The glossary is a helpful reference for Retrace Alerts and Notifications terms.
A monitor represents a specific source and type of data that Stackify collects. The collection mechanism depends on the monitor type. Example Monitor Types include:
- CPU %
- Memory Used
- SQL Query Monitor
- Website Check Monitor
- Error Rate Monitors
An alert represents a period of time where a stream of monitor metrics for a specific Monitor exceeds a configured severity.
When configuring alerts for a monitor, define Alert Severities. There are 3 possible severities, listed in ascending order of severity:
Retrace uses this order when determining the most severe alert for a given resource, app, or server. Keep your configuration in line with these semantics. Alert Severities define two requirements that must be met for an alert to open at or transition to that severity:
- Value Threshold: the instantaneous value requirement for a monitor metric
- Duration Threshold: the amount of time all monitor metric values must meet the value threshold requirement
An example configuration might look like:
For this configuration, an alert is opened at Warning when CPU has been greater than or equal to 95% for 10 minutes consecutively. If the monitor metric values remain above 98% for 15 minutes, it transitions into a Critical severity. After 30 minutes it transitions into Outage. If a monitor metric is received with a value below 95% at any point, the alert closes.

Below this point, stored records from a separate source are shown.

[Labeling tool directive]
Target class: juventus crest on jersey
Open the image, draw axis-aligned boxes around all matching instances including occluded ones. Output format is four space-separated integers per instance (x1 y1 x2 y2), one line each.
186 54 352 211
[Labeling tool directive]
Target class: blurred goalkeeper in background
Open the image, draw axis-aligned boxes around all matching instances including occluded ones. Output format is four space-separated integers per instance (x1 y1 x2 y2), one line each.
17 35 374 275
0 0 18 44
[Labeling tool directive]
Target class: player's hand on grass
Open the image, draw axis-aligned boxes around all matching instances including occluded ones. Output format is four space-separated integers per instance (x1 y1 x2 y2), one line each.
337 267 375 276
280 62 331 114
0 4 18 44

A notification is a message that can be sent when an event occurs. Possible notification targets include:
- Slack (this can also, be configured with an @channel mention)

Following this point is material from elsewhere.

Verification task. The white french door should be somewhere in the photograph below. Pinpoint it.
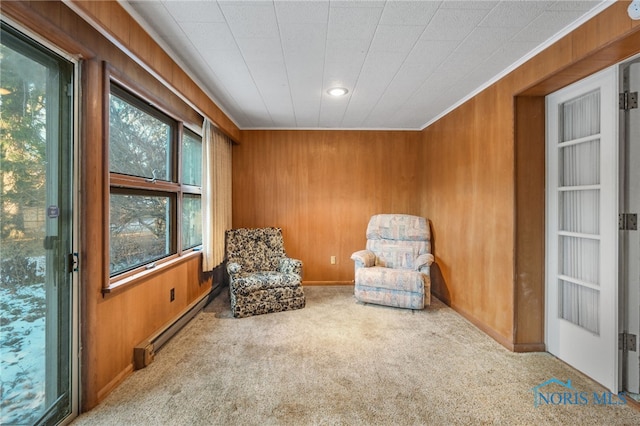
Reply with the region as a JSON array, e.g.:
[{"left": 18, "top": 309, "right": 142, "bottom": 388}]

Only production servers are eligible for notifications.
A notification group is a collection of associated contacts.
Notifiable Events / Types of Notifications
There are four types of notifications. All of these notification types are subject to the specific monitor severities associated with the notification group (i.e. we do not send an alert, escalation, or reminder if the current severity does not match the configuration for that monitor on the notification group).
Alerts Sent whenever an alert transitions to a severity that is at or above the severity configured for the notification group.
Reminders A reminder is a type of notification that is sent on a repeating interval since the last alert severity transition. Example: If you had a reminder setup for 20 minutes and an alert that has not been acknowledged started at 9:00 AM, a reminder notification is sent out at 9:20 AM, 9:40 AM, and so forth. The interval for a reminder is configured on the notification group.
Escalations An escalation is a type of notification that is sent when an alert remains above an acknowledged severity for the configured escalation interval. If an alert is never acknowledged, the escalation notification is sent as soon as the escalation interval expires.
Clears Sent whenever any alert is closed. Alerts are closed when a monitor metric that does not meet the required severity is received.
Types of Notification Suppression
- Acknowledge An acknowledgement represents an accepted alert severity that should not send further notifications while the alert is open. Acknowledgements are not time-bound. They do not expire. Typically, an alert is acknowledged when someone is actively working to fix the issue but should be notified if it gets worse. The suppression behavior obeys the following rules:
- If an alert transitions below the acknowledged severity, notifications are not sent.
- If an alert transitions above the acknowledged severity, notifications are sent.
- If the alert transitions back to the acknowledged severity, it remains suppressed.
- Snooze A snooze is a time-based form of suppression applied to a monitor. No notifications of any kind are sent until the snooze period expires. When the snooze expires, notifications resume according to their configuration.
A note on reminders and escalations: Reminders and escalations are processed on an interval. A Snooze does not impact the timing of this process. For example, consider a notification group that has been configured with a reminder interval of 10 minutes. The following demonstrates how snoozes work with reminders and escalations:
- 00: alert started
- 10: reminder sent
- 15: 10 minute snooze applied
- 20: no reminder sent because the monitor is snoozed
- 25: snooze expires (no notifications are sent when the snooze expires)
- 30: reminder sent
- Maintenance Window A maintenance window is a special form of snooze that is applied to all monitors. All behavioral rules that apply to snooze also apply to maintenance windows.